Smallpox vaccine: Whatever happened to primum non nocere?

This morning's LA Times describes the sad case of Cory Belken, a 20 year old marine, who in January was given the smallpox vaccine while having undiagnosed acute leukemia. Two weeks after vaccination the diagnosis of leukemia was made and he underwent induction chemotherapy. Approximately 1 month later, he developed progressive vaccinia (details of his case along with photos have been published in the MMWR). Treating his progressive vaccinia has required nearly 300 vials of vaccinia immune globulin (a dosage that would typically treat 30 patients).

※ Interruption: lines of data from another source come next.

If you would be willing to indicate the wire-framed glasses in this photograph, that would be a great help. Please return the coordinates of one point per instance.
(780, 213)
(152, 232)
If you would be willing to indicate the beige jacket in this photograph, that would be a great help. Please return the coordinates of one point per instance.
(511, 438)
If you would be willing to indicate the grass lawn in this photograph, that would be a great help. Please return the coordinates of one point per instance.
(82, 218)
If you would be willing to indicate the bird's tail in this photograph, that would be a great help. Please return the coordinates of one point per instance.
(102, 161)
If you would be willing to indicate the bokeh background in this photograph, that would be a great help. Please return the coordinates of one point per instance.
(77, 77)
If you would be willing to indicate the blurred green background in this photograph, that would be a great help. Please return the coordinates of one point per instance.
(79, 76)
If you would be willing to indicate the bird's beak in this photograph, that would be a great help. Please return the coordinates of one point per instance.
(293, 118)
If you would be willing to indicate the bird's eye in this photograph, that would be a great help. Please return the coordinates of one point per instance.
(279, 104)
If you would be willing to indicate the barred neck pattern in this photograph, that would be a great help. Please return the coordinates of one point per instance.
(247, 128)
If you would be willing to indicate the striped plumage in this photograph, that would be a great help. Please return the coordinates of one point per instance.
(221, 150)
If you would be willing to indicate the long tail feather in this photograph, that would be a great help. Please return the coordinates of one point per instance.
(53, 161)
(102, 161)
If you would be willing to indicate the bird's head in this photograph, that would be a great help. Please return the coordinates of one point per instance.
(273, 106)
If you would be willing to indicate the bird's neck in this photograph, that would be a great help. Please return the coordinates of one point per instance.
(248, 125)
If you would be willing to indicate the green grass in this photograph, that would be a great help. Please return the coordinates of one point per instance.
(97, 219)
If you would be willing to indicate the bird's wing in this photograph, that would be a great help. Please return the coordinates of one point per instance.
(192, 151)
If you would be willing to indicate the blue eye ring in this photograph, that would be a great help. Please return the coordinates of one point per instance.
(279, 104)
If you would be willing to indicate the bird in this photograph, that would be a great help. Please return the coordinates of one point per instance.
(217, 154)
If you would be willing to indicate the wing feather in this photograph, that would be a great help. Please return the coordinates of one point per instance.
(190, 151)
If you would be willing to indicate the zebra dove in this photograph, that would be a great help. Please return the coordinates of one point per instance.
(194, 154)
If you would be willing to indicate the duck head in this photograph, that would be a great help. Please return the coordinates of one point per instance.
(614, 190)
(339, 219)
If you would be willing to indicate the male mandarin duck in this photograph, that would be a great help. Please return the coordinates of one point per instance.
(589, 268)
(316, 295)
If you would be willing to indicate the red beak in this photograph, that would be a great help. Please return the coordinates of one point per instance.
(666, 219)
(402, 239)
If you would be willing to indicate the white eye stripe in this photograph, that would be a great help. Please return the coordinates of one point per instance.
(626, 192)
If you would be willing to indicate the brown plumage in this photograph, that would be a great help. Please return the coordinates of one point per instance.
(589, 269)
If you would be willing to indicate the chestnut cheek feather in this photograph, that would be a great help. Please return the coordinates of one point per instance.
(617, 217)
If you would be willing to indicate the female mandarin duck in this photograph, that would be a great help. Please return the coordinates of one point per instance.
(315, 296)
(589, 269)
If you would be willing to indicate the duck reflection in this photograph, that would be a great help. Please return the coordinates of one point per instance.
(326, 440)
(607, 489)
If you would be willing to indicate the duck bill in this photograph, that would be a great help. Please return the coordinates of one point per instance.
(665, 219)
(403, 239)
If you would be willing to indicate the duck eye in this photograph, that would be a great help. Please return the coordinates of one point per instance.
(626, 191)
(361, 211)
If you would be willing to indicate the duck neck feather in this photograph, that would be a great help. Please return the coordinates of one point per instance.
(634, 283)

A military physician describes Lance Cpl. Belken as a victim of bad timing. Actually the young marine is a victim of bad policy. The last naturally occurring case of smallpox occurred over 30 years ago, and smallpox is the only infectious disease to have been eradicated. Because of fears that the virus could be used as an agent of bioterror, vaccination resumed in 2002 in the military. A campaign to vaccinate 400,000 civilians failed miserably, achieving 10% of its target. Our hospital was the first to refuse to vaccinate healthcare workers because we felt the live virus vaccine was too dangerous for our healthcare workers and because of the concern that a healthcare worker could potentially transmit the vaccine infection to a patient.

As of October 30, 2004, 822 adverse events associated with smallpox vaccination were reported. This resulted in 85 hospitalizations, 2 permanent disabilities, 10 life threatening illnesses and 3 deaths. And as the LA Times article demonstrates, the adverse events continue to occur.

Smallpox vaccine is the most dangerous vaccine in use today. Given the lack of any cases of smallpox anywhere in the world for the last 3 decades, the risks of this vaccine simply can't be justified.